I did not fully appreciate the heroism of Apple’s principled stand against the state until I watched the full, extended interview with CEO Tim Cook (watch it here).
Though ABC News should have disclosed its parent company Disney’s historically close relationship with Apple and the interviewer’s questions are generally slanted toward Obama’s administration or uninformed and often hostile, with no regard for individual rights, the interview only underscores Mr. Cook’s outstanding communication skills. He’s unequivocal, he answers each question, raising the stakes here and there and challenging the interviewer. It’s apparent from the interview that Apple, its leadership and Mr. Cook, who persistently and powerfully emphasizes that Apple’s refusal to comply with the government’s order to make new software in violation of Apple’s and its customer’s rights is a stand on principle, has studied, examined and contemplated the deepest issues and context of the false dichotomy between national defense and individual liberty. Tim Cook concisely, slowly and fundamentally gives Apple’s position clarity. One may dispute a word choice or phrasing but I can’t recall another recent example of a businessman so prominently, bravely and historically refusing to be persecuted by the state.
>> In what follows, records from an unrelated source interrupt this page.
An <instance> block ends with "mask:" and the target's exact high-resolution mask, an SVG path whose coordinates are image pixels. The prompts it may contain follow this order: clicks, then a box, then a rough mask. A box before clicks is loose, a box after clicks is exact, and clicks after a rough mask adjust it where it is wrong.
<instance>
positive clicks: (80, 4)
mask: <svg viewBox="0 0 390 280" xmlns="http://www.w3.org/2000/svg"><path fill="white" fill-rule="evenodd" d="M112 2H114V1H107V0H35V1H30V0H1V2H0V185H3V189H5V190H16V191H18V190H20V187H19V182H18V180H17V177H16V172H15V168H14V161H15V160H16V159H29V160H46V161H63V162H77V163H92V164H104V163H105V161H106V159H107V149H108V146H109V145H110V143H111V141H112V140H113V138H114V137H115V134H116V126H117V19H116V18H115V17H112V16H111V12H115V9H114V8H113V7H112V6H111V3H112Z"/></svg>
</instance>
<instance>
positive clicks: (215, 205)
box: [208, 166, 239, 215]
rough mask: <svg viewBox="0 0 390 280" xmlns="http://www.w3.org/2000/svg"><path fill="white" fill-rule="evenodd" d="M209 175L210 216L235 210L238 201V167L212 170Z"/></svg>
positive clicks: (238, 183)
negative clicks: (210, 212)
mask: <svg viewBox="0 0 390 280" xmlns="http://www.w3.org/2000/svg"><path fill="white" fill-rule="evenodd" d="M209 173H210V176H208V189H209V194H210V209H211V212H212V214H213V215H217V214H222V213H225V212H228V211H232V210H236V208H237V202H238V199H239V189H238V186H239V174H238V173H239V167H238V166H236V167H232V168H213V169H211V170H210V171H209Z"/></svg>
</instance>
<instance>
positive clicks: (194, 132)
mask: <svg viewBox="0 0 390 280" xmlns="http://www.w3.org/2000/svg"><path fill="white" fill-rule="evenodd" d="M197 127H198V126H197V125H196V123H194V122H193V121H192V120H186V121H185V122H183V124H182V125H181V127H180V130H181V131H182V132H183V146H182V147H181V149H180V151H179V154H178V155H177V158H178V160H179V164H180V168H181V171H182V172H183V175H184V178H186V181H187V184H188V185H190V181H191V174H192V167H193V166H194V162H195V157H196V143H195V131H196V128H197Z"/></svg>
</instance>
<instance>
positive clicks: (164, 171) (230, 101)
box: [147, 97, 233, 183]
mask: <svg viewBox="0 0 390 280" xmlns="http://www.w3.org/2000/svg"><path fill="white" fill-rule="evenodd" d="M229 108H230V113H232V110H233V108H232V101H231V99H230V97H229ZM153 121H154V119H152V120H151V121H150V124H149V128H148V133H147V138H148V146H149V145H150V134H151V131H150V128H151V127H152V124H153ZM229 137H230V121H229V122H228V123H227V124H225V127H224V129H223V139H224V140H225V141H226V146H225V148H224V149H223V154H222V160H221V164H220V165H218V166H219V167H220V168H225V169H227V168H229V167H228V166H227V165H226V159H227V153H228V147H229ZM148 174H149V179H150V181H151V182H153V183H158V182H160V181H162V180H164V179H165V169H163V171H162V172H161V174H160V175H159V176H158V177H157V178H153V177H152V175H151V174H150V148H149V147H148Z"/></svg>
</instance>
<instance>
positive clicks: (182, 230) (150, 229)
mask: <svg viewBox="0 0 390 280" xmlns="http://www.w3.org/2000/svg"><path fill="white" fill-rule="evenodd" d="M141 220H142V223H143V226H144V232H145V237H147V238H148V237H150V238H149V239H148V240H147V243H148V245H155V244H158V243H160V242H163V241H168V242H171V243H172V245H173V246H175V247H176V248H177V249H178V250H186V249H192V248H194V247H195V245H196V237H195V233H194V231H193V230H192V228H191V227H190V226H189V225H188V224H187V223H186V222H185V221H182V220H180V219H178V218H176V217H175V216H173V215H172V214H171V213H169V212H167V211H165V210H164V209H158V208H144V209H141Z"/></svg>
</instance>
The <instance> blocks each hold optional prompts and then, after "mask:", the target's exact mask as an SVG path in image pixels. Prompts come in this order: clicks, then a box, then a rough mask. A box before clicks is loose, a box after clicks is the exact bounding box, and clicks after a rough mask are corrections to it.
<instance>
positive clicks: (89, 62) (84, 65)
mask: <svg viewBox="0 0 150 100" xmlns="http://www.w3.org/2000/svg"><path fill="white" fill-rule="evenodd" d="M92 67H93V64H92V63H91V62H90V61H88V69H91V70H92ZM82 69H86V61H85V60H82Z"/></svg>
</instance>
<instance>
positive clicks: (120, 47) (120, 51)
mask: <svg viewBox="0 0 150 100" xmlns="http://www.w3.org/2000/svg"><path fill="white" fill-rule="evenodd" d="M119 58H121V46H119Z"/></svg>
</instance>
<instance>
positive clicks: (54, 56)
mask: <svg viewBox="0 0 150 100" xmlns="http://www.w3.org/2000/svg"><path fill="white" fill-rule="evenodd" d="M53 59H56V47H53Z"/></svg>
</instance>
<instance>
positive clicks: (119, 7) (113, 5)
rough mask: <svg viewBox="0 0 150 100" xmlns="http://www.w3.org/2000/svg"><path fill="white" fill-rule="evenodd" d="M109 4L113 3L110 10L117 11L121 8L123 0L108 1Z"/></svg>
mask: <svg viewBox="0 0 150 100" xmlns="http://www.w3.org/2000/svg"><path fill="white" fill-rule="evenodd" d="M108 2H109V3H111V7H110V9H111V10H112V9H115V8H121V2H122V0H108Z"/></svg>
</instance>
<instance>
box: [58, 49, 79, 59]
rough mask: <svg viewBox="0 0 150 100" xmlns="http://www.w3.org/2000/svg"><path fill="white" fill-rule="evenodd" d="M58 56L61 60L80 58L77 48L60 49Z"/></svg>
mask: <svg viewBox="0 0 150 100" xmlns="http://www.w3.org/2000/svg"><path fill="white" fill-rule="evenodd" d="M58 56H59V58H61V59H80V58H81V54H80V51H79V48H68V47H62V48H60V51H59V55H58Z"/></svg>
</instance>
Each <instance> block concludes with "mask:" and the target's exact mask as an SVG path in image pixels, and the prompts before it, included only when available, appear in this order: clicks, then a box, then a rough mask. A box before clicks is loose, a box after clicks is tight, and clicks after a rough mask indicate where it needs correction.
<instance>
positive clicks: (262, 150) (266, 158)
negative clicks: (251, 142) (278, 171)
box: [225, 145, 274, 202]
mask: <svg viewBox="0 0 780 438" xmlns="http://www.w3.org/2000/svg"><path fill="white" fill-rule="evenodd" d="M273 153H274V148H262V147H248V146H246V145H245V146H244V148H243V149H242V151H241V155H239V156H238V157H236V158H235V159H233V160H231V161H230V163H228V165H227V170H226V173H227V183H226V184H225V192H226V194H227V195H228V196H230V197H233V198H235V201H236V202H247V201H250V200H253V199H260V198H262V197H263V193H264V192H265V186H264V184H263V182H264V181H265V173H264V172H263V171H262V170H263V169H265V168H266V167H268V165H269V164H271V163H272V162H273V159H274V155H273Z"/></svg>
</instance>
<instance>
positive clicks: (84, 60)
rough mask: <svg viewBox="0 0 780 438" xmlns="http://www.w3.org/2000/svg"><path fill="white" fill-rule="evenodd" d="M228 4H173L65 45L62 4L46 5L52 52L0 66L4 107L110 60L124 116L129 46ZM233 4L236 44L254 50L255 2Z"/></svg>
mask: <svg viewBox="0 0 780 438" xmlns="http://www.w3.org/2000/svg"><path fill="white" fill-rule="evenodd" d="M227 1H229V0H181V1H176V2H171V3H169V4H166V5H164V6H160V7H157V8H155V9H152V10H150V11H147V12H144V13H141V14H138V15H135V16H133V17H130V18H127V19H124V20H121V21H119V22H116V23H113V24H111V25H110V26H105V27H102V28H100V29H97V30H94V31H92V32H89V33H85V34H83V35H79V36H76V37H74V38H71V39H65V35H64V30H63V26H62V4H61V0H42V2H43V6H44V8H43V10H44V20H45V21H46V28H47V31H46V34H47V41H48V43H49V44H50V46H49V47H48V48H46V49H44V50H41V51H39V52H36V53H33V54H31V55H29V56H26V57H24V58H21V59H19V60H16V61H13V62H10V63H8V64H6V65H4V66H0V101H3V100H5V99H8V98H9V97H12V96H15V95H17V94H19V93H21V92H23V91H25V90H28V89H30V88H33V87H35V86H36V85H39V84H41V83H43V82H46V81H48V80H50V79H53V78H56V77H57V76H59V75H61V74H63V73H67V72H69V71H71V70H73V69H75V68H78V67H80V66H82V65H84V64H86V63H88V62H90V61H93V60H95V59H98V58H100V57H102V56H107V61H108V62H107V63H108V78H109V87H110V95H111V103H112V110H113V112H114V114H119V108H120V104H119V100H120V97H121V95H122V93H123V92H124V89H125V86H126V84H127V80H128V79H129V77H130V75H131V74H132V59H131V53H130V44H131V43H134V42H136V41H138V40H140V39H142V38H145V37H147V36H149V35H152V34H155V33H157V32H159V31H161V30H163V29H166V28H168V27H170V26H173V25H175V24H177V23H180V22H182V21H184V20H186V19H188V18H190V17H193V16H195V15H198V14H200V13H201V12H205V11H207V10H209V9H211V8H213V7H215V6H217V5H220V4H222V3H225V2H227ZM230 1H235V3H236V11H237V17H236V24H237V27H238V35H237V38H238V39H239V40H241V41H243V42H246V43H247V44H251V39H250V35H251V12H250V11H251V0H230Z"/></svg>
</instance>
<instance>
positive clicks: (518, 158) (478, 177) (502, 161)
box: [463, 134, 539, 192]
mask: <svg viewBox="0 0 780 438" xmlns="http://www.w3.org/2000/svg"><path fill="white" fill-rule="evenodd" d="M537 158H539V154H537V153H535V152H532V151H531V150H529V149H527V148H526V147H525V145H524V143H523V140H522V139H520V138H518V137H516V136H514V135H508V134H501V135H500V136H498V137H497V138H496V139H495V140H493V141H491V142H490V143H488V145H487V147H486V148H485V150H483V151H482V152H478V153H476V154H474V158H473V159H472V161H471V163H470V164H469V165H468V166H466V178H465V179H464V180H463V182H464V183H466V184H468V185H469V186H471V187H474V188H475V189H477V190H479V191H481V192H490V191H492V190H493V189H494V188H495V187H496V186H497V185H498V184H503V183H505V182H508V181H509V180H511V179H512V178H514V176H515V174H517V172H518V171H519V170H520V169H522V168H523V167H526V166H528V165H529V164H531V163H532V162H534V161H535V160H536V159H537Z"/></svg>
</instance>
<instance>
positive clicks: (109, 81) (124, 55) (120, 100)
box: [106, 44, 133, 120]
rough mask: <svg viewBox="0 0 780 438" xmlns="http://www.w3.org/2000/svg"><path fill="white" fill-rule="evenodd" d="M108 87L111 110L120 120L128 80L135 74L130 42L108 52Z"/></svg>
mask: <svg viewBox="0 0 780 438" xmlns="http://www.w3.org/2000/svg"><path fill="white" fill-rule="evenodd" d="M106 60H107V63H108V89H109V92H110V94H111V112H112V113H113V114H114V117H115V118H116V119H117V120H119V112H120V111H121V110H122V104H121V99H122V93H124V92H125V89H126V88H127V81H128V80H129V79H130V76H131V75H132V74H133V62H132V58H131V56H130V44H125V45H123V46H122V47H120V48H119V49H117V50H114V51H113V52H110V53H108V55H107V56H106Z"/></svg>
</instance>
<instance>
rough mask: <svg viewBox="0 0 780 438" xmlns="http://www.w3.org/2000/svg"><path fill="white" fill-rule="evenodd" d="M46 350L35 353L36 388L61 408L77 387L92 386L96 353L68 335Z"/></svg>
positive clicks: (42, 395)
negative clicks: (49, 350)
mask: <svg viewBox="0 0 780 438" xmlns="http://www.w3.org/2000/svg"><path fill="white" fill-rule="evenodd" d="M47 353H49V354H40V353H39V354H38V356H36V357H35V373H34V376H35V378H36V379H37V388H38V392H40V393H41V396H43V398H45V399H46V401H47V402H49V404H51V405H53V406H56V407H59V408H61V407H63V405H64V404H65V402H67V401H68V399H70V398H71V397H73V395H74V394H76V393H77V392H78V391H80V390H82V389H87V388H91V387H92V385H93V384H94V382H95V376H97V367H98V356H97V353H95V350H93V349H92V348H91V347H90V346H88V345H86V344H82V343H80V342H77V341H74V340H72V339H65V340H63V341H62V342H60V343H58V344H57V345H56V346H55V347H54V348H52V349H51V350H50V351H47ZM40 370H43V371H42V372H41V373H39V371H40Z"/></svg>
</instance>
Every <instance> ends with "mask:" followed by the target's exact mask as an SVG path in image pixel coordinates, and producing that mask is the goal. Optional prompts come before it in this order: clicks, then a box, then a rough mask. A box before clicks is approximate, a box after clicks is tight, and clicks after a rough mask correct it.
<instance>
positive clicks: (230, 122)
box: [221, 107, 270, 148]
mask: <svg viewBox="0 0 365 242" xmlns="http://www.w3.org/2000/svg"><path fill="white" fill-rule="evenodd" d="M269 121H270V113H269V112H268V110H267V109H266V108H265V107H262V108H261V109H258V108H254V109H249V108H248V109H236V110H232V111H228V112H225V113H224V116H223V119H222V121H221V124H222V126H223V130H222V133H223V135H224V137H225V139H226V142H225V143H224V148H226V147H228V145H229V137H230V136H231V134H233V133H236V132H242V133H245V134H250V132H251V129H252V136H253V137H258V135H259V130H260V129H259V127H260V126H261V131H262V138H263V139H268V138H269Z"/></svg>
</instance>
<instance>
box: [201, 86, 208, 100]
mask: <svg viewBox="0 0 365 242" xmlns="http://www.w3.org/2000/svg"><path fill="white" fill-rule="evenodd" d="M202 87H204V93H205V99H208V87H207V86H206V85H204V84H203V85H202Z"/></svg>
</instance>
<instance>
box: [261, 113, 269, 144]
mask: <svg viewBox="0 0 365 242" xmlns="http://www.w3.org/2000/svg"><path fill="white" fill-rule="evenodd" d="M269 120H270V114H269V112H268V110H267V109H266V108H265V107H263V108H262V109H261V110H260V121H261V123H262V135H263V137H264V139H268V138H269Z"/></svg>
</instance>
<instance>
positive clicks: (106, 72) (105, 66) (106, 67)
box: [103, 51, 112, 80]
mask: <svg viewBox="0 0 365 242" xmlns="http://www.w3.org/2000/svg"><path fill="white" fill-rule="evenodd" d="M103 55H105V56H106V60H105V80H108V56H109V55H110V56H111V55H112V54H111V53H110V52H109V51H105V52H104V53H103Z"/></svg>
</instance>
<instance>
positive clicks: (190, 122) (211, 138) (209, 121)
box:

Bravo to Tim Cook for standing up for individual rights—his company’s and his customer’s—and to Apple for earning its status as the greatest American business. Whatever the outcome in this climactic conflict between the inalienable rights of the individual and the ominous role of the American state (read my thoughts on “Apple vs. the State“), the fact is that, while presidential candidates rage against Big Business and fraudulently pose as rebels for positive reform, a big business in California led by one man honors the proud American practice—from the Boston Tea Party to Rosa Parks and Edward Snowden—of rebelling against the omnipotent state and fighting for one’s rights.